Yau mène actuellement une campagne pour sensibiliser aux dangers des cosmétiques éclaircissants. Les recherches qu'elle a menées ont révélé que 80 % des Nigérians utilisent ces produits. Yau précise que des femmes enceintes ont même commencé à recevoir des injections de mercure dans l'espoir de modifier la couleur de la peau de leurs enfants à naître. 

Elle souligne que ce désir de peau plus claire trouve ses racines dans l’époque coloniale. « La colonisation a profondément affecté nos mentalités, notamment en Afrique de l’Ouest. Les gens n’ont généralement pas confiance en leur peau. »

Nouvelle interdiction, nouvel espoir 

Pour réguler l’utilisation du mercure, plus de 150 parties ont ratifié la Convention de Minamata, un accord international dont le secrétariat est hébergé par le Programme des Nations Unies pour l'environnement (PNUE). Le traité tire son nom de la baie de Minamata, au Japon, où la pollution au mercure a causé la mort de centaines de personnes et a rendu malades des millions d’autres dans les années 1950 et 1960.  

En avril, la convention a interdit l’usage du mercure dans les cosmétiques. Cette mesure a été adoptée par 13 pays africains, qui se sont engagés à collaborer pour limiter la vente de ces produits. Cependant, la mise en œuvre de l’accord, en Afrique comme ailleurs, reste un travail en cours. Selon M. Stankiewicz, certains pays ne disposent pas de législation nationale codifiant l’interdiction de la Convention de Minamata. Même dans les pays où des lois existent, l’application de celles-ci représente un véritable défi, car de nombreux cosmétiques à base de mercure sont fabriqués clandestinement et vendus en ligne.

Un projet pilote dirigé par le PNUE aide trois pays – le Gabon, la Jamaïque et le Sri Lanka – à surmonter ces obstacles. Des équipes conseillent les gouvernements sur la législation visant à éliminer progressivement les cosmétiques contenant du mercure. Elles assistent les agences douanières dans la détection des produits éclaircissants toxiques pour la peau. Enfin, elles mènent des campagnes de sensibilisation qui encouragent les gens à accepter leur teint naturel.

Plusieurs célébrités ont rejoint le mouvement, parmi lesquelles Davilla Cheyi Aganga, Miss Ebony Gabon. « Je dirais à tout le monde, surtout aux jeunes, de s’accepter tels qu’ils sont », déclare Aganga, étudiante en médecine. « La peau noire n’est pas une anomalie. Ce n’est pas une maladie. La peau noire reflète notre histoire et qui nous sommes vraiment. »

Iya Kande a bénéficié d’une campagne similaire.
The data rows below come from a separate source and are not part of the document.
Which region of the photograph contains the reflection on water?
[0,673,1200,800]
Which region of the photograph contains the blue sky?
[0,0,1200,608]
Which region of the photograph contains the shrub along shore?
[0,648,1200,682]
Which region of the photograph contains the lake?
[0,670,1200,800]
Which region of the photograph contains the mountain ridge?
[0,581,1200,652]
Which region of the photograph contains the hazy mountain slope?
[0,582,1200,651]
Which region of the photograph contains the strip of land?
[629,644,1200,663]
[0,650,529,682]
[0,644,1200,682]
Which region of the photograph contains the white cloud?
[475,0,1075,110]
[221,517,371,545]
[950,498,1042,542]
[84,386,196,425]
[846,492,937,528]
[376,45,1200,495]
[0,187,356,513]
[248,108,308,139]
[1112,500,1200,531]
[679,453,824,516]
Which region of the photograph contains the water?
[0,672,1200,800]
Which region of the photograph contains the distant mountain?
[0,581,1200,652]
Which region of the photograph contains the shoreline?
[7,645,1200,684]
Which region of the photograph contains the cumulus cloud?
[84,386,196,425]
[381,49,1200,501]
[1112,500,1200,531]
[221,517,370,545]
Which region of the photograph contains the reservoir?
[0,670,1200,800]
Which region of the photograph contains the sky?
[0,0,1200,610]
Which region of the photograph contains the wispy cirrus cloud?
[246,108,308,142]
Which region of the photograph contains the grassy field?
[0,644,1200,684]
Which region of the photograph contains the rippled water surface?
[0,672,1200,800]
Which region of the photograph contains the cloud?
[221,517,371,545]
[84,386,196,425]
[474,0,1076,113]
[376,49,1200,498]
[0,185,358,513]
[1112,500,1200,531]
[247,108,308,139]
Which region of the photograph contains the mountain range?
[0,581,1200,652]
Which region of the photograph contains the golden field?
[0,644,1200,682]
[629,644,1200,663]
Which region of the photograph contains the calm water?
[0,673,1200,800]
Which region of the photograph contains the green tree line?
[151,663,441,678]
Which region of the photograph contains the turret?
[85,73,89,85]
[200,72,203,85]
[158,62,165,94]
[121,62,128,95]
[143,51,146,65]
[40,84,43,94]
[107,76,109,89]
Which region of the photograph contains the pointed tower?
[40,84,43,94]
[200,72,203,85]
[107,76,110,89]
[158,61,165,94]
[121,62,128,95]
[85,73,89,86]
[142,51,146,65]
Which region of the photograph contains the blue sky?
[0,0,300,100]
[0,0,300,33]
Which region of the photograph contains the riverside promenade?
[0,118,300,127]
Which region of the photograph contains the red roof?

Après avoir assisté à un atelier animé par Yau dans l’État de Kano, au nord du Nigeria, elle a compris que le savon éclaircissant pour la peau était à l’origine des éruptions cutanées et des cloques sur ses enfants.

Aujourd’hui, le savon qu’elle utilisait n’est plus disponible, grâce à l’interdiction issue de la Convention de Minamata. Cependant, de nombreux autres produits éclaircissants contenant du mercure continuent à être largement utilisés à Kano. Kande, qui a récemment eu un autre enfant, espère que la situation changera.

« Je dirais aux autres parents d’apprendre de mon expérience et de ne pas utiliser ce type de produits », ajoute-t-elle.

 

Le 16 août 2017, les nations ont adopté la Convention de Minamata sur le mercure. Aujourd’hui, plus de 150 pays collaborent pour réduire la pollution au mercure. Cette année, en novembre, se tiendra la sixième réunion de la Conférence des Parties. Celle-ci abordera les défis auxquels les parties sont confrontées dans la mise en œuvre de la convention, tels que le contrôle du commerce, la gestion des déchets, et l’utilisation du mercure dans les cosmétiques, les obturations dentaires, l’extraction artisanale et à petite échelle de l’or, ainsi que les processus industriels.

Pour lutter contre les effets souvent nocifs du mercure, le Programme des Nations Unies pour l'environnement a lancé en 2021 un projet intitulé « Élimination des produits éclaircissants pour la peau au mercure ». Financé par le Fonds pour l'environnement mondial et mis en œuvre en partenariat avec l'Organisation mondiale de la santé et l'Institut de recherche sur la biodiversité, ce projet vise à aider les gouvernements à éradiquer l'utilisation de cosmétiques contenant du mercure dans trois pays pilotes. Des initiatives similaires devraient débuter dans 13 autres pays en 2026.